# Daughter moving overseas



## livinsimply (Aug 20, 2016)

My only daughter just returned from a vacation in Italy.  When she got home, she announced that she plans to move there in a couple of years.  She is going there for Thanksgiving and Christmas.  My husband and I are getting older and have to desire to make such a drastic move.   I'm 70 and my husband is 68.  Sadly, she is our only child.  We have one grown grandson who lives in Colorado (we're in Florida).  Our granddaughter will be attending college (in the U.S.), and our 9-year-old grandson will accompany his mother. 

I am happy and excited for her, but it is also hard to deal with.  She lives about 800 miles away now, but we do see each other several times a year.

Has anyone dealt with this type of situation?


----------



## Ameriscot (Aug 20, 2016)

Can your daughter legally move to Italy?  Would she qualify for a work visa, ancestry visa, etc?  Many people think they can just pick up and move to another country, but are disapppinted to find they can't.  Often, people fall in love with a country when they visit and want to move there, but vacations and living somewhere are very different.


----------



## livinsimply (Aug 20, 2016)

Her father was Italian, and she's in the process of trying to obtain dual citizenship, so we will see.  I agree that the mystique of a vacation visit is a lot different than living somewhere.


----------



## Ameriscot (Aug 20, 2016)

livinsimply said:


> Her father was Italian, and she's in the process of trying to obtain dual citizenship, so we will see.  I agree that the mystique of a vacation visit is a lot different than living somewhere.



Ah, I see.  Has she spent a lot of time in Italy?  Does she speak Italian?


----------



## Ameriscot (Aug 20, 2016)

I moved abroad when my kids were grown, but I see my family once a year.  So I can understand how you would miss her and your grandson.


----------



## Ruth n Jersey (Aug 20, 2016)

I feel for you. Just until recently my only daughter was always on the move. Her husband is in the military. Now she is about 5 hours away and finally my Grand kids are realizing that they have an Oma. At least I have my son nearby. A couple of years is a long time, many things can change by then. Cross that bridge when you come to it.


----------



## livinsimply (Aug 20, 2016)

I should have clarified - he was of Italian descent but born and raised in U.S. She is now learning Italian.


----------



## livinsimply (Aug 20, 2016)

You are so right.  Time will tell.  Still absorbing it I guess, but I will take your advice.


----------



## debbie in seattle (Aug 20, 2016)

One of my friends daughter decided to work for the International School, she's a teacher.   She started out in Tokyo and stayed for two years and is on her second year in Germany.  She loves it and the world travels she gets to experience now are amazing.  Yes, mom and dad miss her terribly, but she manages to come home or meet up with them 2-3 times a year.   The mom's health is  terrible, but as much as she wants her daughter close by, she wants her to enjoy and live her life.


----------



## fureverywhere (Aug 20, 2016)

Oy, first off don't get all freaked ahead of time. Things can certainly change. If she decides to go...
You have a good excuse to visit Italy a few times a year
With Skype and the right phone plan you can " visit" every weekend if you wish.
But really...stay calm and carry on.


----------



## Ameriscot (Aug 21, 2016)

livinsimply said:


> I should have clarified - he was of Italian descent but born and raised in U.S. She is now learning Italian.

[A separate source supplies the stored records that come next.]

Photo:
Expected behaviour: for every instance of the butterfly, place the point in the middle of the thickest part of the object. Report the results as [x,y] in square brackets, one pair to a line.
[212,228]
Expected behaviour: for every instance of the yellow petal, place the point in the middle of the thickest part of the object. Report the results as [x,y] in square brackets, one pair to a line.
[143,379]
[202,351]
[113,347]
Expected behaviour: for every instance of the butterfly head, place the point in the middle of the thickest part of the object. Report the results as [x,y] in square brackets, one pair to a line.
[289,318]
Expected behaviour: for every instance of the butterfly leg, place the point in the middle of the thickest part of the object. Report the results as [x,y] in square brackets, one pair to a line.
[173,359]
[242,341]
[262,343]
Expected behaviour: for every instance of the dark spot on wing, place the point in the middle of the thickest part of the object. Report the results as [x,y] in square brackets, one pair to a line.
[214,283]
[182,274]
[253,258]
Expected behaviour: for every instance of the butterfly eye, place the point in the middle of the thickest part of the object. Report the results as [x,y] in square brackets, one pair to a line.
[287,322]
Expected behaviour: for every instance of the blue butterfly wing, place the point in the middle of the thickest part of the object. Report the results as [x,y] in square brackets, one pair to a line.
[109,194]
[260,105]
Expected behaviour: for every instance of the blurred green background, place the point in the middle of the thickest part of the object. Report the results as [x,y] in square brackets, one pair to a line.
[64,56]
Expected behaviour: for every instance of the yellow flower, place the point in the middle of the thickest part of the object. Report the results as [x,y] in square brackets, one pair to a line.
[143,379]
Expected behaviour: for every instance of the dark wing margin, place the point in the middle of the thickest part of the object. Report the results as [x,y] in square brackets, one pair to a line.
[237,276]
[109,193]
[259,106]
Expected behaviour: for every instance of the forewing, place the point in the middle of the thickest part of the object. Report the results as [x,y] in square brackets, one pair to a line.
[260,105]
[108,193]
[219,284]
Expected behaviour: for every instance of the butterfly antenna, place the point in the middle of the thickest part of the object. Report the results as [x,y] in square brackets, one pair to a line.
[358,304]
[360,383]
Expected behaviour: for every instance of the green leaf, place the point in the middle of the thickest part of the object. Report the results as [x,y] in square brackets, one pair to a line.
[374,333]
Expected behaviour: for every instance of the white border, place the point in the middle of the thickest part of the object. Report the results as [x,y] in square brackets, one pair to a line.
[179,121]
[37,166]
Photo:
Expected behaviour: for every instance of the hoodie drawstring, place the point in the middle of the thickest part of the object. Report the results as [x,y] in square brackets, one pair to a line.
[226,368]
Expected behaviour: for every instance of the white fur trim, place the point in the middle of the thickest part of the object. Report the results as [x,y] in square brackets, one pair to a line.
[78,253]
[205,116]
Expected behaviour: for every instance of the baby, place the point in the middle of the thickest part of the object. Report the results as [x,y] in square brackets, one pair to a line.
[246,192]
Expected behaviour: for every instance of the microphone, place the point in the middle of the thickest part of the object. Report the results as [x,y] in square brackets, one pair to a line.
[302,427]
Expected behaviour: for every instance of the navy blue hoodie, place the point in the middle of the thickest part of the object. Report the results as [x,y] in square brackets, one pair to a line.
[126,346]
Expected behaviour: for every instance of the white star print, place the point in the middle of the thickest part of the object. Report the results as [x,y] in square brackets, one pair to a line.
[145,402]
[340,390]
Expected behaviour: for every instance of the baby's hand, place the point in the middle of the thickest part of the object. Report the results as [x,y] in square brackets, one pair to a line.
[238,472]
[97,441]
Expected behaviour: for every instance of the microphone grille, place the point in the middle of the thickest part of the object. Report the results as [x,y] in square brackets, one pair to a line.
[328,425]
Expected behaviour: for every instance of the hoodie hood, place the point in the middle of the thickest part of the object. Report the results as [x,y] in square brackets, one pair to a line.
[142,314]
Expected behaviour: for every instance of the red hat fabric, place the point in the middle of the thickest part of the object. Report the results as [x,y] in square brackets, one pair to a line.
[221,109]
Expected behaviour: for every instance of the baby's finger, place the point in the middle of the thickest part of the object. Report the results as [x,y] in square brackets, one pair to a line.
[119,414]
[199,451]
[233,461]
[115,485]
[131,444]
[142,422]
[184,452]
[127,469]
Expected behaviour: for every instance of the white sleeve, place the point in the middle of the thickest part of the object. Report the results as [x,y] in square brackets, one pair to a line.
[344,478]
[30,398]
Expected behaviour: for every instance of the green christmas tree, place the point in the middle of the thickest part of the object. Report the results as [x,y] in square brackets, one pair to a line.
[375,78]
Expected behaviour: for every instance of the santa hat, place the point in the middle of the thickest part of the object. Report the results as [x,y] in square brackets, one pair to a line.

Was he an Italian citizen?  I'm quite sure he'd need to have been a citizen for her to get an ancestry visa.  As far as I know the only country that allows you an ancestry visa because of grandparents is Ireland.

And as others said, a lot can happen in two years and she could change her mind.


----------



## bluebreezes (Aug 21, 2016)

Even if all the logistical pieces work out and she moves there, it may not be forever. Perhaps she'd find in a year or two that it was a great adventure but she was ready to come back to the US.  Has she explained why she wants to move to Italy and not just visit?


----------



## livinsimply (Aug 22, 2016)

*Reasons for moving*



bluebreezes said:


> Even if all the logistical pieces work out and she moves there, it may not be forever. Perhaps she'd find in a year or two that it was a great adventure but she was ready to come back to the US.  Has she explained why she wants to move to Italy and not just visit?



Basically, she fell in love with the lifestyle....the people, their values, the slower pace, etc.   I do feel that you are right though.  The romance may very well fade.  She's always been impulsive, and she may very well not go through with it or do it and want to come home.  Obviously, I want whatever fulfills her and gives her a good life.  I'll deal with it no matter what.  The initial shock was a bit much though.


----------



## livinsimply (Aug 22, 2016)

Thanks for all these great responses.  Believe it or not, it's helped a lot.  I will not rain on her parade and will support her whatever she does.  The jury is still out as to whether it will even happen.  I want what's best for her either way, and I'll be okay.  It was just a foreign (no pun intended) concept and kind of blew me away.  I am getting used to the idea now and will be OK no matter what as long as she is content.  Again, thanks so much for the reassurance and insight.


----------



## Byrd (Aug 22, 2016)

Moving abroad permanently is a big thing. Speaking for myself, I've never much regretted the move although it was an impulsive thing as well, but have been home sick in the early years a lot. It could easily have gone the other way, but my wife made sure it didn't. I still go back on vacation from time to time to see the kids, but getting too old for all the back and forth.


----------



## Bobw235 (Aug 22, 2016)

As one whose only son moved over to England, you get used to them not being here physically, but as Fur said earlier, there are so many ways to keep in touch these days that it makes the absence easier to bear. We see our son on video every couple of weeks along with the grandkids. Yesterday spent a good 20 minutes catching up on a video call. It really helps.  As others have said, this is still a ways off and may never happen. Still time for your daughter to change her mind.


----------



## jujube (Aug 22, 2016)

Living abroad can have its difficulties. 

My nephew has been teaching school in China since January.  Three weeks ago, the police showed up at the school, confiscated the passports of all the American teachers and told them that their resident/work visas were being revoked and they'd have 10 days to get out of the country.  The official explanation was that two of the American teachers didn't have quite the qualifications they were supposed to have, so all Americans were being kicked out of the school.  Theory is that the school had missed a bribe or something and was being punished by being stripped of all their American teachers.  

As soon as his passport was returned, he got out of Dodge as soon as he could and went to Taiwan, where he immediately got another teaching position.  He's spending this week apartment hunting. 

I think he's going to be MUCH happier in Taiwan.


----------